Im 18. Jahrhundert waren die Straßen der großen europäischen Städte erfüllt von den häufig in Reim- oder Liedform vorgetragenen Rufen unterschiedlicher Händler und Handwerker, die ihre Waren und Dienste feilboten. Ihr Angebot richtete sich zumeist an Mitglieder derselben niedrigen sozialen Klasse, sodass der Lohn gering, die Konkurrenz zahlreich und das Leben oft hart war. Die Ausrufer waren ein beliebtes Motiv in der Kunst, sei es aufgrund ihrer vom Leben gezeichneten Gesichter oder einer romantisierenden Wahrnehmung ihrer Lebensweise.
Auch in Meißen versuchte man sich an diesem Sujet. In den frühen 1750er Jahren reiste Johann Joachim Kaendler im Auftrag Augusts III. nach Paris und traf dort auf J. Hüet, den wichtigsten Pariser Händler für Meissener Porzellan. Bei dieser Gelegenheit lernte er dessen Bruder Christophe kennen, einen bekannten Kupferstecher und Dekorationsmaler. Kaendler beauftragte ihn mit einer Serie von 31 Vorlagenblättern mit Pariser Ausrufern im für die Zeit typischen Stil des Rokoko. Bis heute werden diese Federzeichnungen im Archiv der Meissner Manufaktur aufbewahrt.
Mit 35 Modellen bilden die „Cris de Paris“ die größte Folge themengleicher Figuren im Programm der Manufaktur. Auf mit Gold dekorierten Rocaillesockeln gehen die in den zarten Farben des Rokoko gewandeten Händler ihrer Arbeit nach. Die meisten Modelle stammen von Peter Reinicke.
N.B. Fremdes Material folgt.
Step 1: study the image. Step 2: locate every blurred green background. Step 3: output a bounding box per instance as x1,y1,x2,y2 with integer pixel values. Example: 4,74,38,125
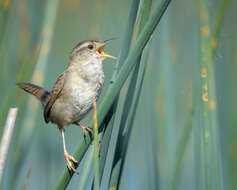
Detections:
0,0,236,189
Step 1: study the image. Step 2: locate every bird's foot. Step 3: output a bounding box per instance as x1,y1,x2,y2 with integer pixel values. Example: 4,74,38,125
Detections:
81,126,93,135
74,122,93,136
64,152,78,174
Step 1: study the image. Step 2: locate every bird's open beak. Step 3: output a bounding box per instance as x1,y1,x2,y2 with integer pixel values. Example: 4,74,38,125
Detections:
97,42,117,60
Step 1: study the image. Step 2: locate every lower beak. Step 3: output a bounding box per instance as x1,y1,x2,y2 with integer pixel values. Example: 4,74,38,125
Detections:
100,52,117,60
97,43,117,60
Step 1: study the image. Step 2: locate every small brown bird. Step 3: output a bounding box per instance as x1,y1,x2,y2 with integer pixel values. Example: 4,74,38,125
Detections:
17,39,116,173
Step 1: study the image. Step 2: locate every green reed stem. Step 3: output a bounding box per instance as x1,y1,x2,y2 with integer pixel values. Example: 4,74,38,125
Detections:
199,0,226,189
97,0,140,188
108,0,152,188
92,97,100,190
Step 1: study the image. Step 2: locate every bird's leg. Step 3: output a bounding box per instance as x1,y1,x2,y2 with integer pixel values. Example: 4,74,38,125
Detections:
61,129,78,173
74,122,93,136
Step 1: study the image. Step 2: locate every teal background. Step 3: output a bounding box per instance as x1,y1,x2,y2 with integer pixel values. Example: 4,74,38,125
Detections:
0,0,236,189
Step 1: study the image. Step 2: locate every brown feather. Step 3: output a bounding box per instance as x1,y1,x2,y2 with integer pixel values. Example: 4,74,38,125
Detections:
17,83,50,106
43,72,66,123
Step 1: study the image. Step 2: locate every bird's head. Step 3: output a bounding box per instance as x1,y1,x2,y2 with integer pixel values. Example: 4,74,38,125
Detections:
70,39,116,63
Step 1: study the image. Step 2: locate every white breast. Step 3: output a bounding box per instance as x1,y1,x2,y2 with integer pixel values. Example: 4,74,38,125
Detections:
50,59,104,127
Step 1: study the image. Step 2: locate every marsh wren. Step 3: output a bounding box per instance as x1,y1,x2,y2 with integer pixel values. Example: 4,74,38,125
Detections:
17,39,116,173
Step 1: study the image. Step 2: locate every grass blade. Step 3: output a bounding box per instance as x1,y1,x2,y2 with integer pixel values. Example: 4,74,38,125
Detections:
0,0,11,47
109,41,152,188
77,145,94,190
199,0,227,189
108,0,152,187
200,0,215,187
92,97,100,190
168,108,194,189
98,0,140,187
211,0,228,57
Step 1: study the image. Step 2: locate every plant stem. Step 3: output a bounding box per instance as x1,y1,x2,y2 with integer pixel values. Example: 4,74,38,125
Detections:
200,0,224,189
99,0,140,188
0,108,18,184
92,97,100,190
168,109,194,189
77,145,94,190
108,0,152,188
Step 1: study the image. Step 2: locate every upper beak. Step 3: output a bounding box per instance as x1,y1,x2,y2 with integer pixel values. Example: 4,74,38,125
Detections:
97,41,117,60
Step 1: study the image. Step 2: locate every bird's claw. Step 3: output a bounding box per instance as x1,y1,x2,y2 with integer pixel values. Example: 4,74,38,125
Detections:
81,126,93,136
64,152,78,174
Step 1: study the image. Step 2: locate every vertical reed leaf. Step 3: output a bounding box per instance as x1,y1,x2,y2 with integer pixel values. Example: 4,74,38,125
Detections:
200,0,215,187
211,0,228,57
92,97,100,190
160,11,175,187
211,0,228,188
54,0,171,189
109,41,152,189
0,108,18,184
77,145,94,190
98,0,140,187
0,0,11,47
168,108,194,189
109,0,152,188
200,0,223,189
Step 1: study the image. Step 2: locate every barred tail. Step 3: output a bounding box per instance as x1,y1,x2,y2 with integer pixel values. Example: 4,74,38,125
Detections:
17,82,50,105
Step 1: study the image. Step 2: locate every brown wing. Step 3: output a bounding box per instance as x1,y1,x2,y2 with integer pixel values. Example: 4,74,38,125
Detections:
43,72,66,123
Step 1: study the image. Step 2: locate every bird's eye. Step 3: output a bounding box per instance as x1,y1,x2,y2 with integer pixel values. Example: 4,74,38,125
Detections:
88,44,94,50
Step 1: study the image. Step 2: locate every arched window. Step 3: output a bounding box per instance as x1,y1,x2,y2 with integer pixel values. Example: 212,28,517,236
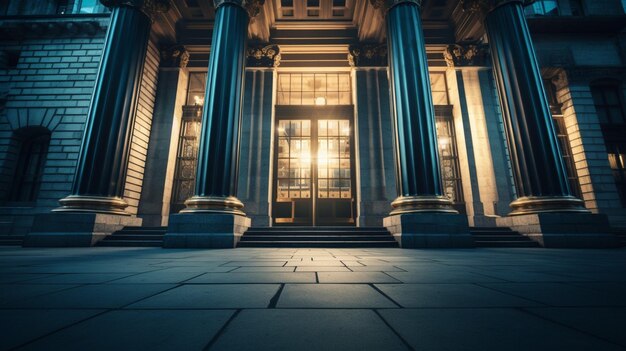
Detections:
7,128,51,203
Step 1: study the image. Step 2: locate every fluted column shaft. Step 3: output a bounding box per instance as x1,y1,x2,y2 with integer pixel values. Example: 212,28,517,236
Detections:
56,2,159,214
381,0,456,214
182,1,250,215
484,0,587,214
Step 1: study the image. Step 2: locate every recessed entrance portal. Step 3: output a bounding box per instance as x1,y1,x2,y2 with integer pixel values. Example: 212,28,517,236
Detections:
272,111,356,226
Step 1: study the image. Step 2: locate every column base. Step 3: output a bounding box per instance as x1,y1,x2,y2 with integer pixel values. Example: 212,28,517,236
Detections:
390,195,458,215
180,196,245,216
496,213,620,248
24,212,141,247
383,213,473,248
509,196,588,215
54,195,130,215
164,213,251,248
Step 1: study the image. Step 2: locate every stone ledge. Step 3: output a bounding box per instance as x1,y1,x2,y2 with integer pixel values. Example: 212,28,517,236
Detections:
24,213,142,247
383,213,473,248
496,213,620,248
164,213,251,249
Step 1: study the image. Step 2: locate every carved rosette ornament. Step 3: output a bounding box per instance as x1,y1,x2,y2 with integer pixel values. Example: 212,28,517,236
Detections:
213,0,265,18
161,45,190,68
99,0,170,19
246,44,280,67
443,43,489,67
461,0,534,14
348,44,388,67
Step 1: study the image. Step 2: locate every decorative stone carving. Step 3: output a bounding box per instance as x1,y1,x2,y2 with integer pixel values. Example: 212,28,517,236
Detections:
160,45,190,68
99,0,170,19
214,0,265,18
348,44,388,67
443,43,489,67
246,44,280,67
370,0,422,12
461,0,534,14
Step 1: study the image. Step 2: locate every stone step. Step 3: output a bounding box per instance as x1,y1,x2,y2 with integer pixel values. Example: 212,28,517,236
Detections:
0,235,24,246
237,241,400,248
96,240,162,247
240,235,396,242
471,234,535,242
101,234,165,241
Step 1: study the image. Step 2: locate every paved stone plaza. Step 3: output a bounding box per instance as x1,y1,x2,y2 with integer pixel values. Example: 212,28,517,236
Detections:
1,247,626,350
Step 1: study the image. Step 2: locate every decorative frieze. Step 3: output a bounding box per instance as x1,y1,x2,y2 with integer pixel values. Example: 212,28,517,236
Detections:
370,0,422,12
160,45,190,68
246,44,281,67
214,0,265,18
348,44,388,67
461,0,534,14
443,43,489,68
100,0,170,19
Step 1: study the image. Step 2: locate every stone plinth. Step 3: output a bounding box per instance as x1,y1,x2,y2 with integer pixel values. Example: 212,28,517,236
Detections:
496,213,620,248
24,213,142,247
383,213,473,248
164,214,251,248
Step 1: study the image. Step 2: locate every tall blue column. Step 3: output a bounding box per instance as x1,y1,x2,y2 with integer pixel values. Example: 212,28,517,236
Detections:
181,0,263,215
373,0,456,214
55,0,169,215
481,0,587,214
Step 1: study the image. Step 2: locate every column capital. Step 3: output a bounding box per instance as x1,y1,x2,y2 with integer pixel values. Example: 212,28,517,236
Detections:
246,44,281,67
214,0,265,18
348,43,388,67
443,43,489,68
100,0,170,19
370,0,422,13
461,0,534,15
160,45,190,68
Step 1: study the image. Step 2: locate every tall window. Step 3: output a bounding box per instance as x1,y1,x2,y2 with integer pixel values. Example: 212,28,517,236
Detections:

Gleichwohl geben einige der Figuren Kaendlers Handschrift zu erkennen. Offenbar hat er Reinicke bei dessen Arbeit unterstützt oder Modelle im Nachhinein überarbeitet.
Allerdings beziehen sich nicht alle Ausrufer auf die von Hüet gelieferten Vorlagen. Manche der fein ausgearbeiteten Figuren sind an Darstellungen von Boucher oder Watteau angelehnt, andere wiederum entsprangen wohl der Fantasie ihrer Modelleure. Mit der Hinwendung zu alltäglichen Darstellungen, wie sie auch mit den Ausrufern vor Augen gestellt werden, wandte sich die Meissner Manufaktur an ein zunehmend bürgerliches Publikum.
Kurz vor dem Ausbruch des Siebenjährigen Krieges war diese Neuorientierung ausschlaggebend für den späteren wirtschaftlichen Erfolg der Manufaktur, deren Produkte zunehmend für ein breiteres Publikum zugänglich wurden.